Yesterday, a friend and I spent the day out looking for things to photograph. It had been some time since we had been to South Florida, especially on the east side of Lake Okeechobee, so that was the direction we headed. Our idea was to head down Highway 441 around the great lake and then catch Highway 27, over to somewhere north of Miami where we would then return north on Highway 1. I have written before about the trips that my father and I made to the western side of the Everglades to fish, but when we first came to Florida in the late 1950s we often took day trips to various parts of the state, including the east side of Lake Okeechobee. There was one trip to this part of the state that we made when I was maybe six or seven, where we stopped at a gator farm. There were many of these gator farms, especially near the Everglades, where male Seminole Indians would be on hand to wrestle alligators and the women would sell Seminole handicrafts.
Unknown to me at the time, the gators were kept very well fed and were most lethargic and in truth the man wrestling them was in little danger. But that was not how it seemed to a six year old. My brother, who at the age of twelve, I am sure was worldlier.
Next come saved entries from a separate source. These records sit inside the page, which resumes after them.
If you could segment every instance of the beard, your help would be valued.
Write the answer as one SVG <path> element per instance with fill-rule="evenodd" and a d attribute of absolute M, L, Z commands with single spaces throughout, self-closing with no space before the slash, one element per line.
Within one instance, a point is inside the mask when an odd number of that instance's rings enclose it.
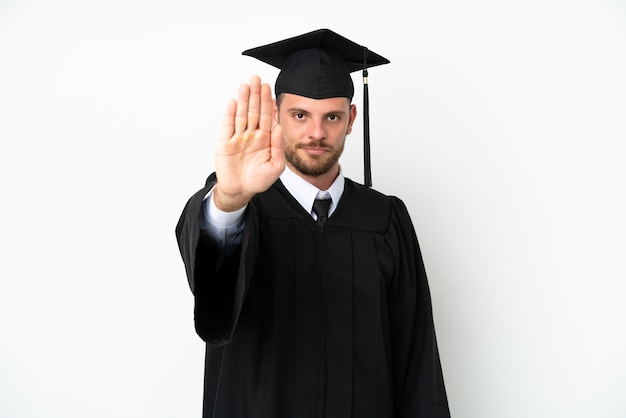
<path fill-rule="evenodd" d="M 323 155 L 307 155 L 306 158 L 300 157 L 298 150 L 300 148 L 318 147 L 324 148 L 328 152 Z M 338 148 L 329 147 L 324 145 L 323 141 L 313 141 L 308 144 L 296 144 L 291 147 L 285 148 L 285 159 L 296 170 L 305 176 L 321 176 L 328 173 L 328 171 L 335 166 L 339 161 L 339 157 L 343 153 L 344 142 Z"/>

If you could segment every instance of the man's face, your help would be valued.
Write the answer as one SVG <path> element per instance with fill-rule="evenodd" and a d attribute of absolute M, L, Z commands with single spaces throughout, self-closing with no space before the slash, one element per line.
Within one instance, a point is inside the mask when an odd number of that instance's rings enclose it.
<path fill-rule="evenodd" d="M 338 168 L 356 107 L 345 97 L 316 100 L 283 93 L 276 117 L 287 164 L 301 174 L 318 177 Z"/>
The man would get on the gator’s back and pull it’s head up from behind. The gator’s mouth was wide open and one, if positioned in the right spot, could see deep down the gator’s throat. To me I was looking down the abyss, to what would be my final resting place if the gator decided to break through the seemingly flimsy chicken wire fence that separated the tourist from the predator. While all this was happening my mother and grandmother were off to the gift shop where they bought dresses for my mother’s nieces. My Grandmother, who owned a fabric store bought Seminole made fabric and was interested in how the dresses were made. My mother bought handmade crafts for my father’s brother who was a collector of Native American artifacts. Now, more than 50 years later, I remember those trips clearly, almost as if they had happened yesterday.
Yesterday while driving down Highway 27 from Belle Glade we past an old building almost hidden among the weeds. We stopped, as we tend to do when looking for “rusty gold.” While I have no idea if it was the one that we went to all those years ago, it had a very familiar look to it. A heavy growth of weeds and trees kept us from exploring deep into the property, but the front was fairly typical of what I remember as a kid. In some ways it was like looking at a ghost. The front building was all that was left for the most part. The words painted on the front of the building told of its glory days as a pre-Disney Florida roadside attraction, the “Finest Collection of Everglades Animals.” The animals are now gone, as are the wrestlers and the women who made the crafts. Gone too are the tourists. The building, at least for now, still stands as a reminder of a not too distance past in Florida’s history. I am glad that we stopped to make a few photographs and when days like this happens I am glad to be a photographer and time traveler.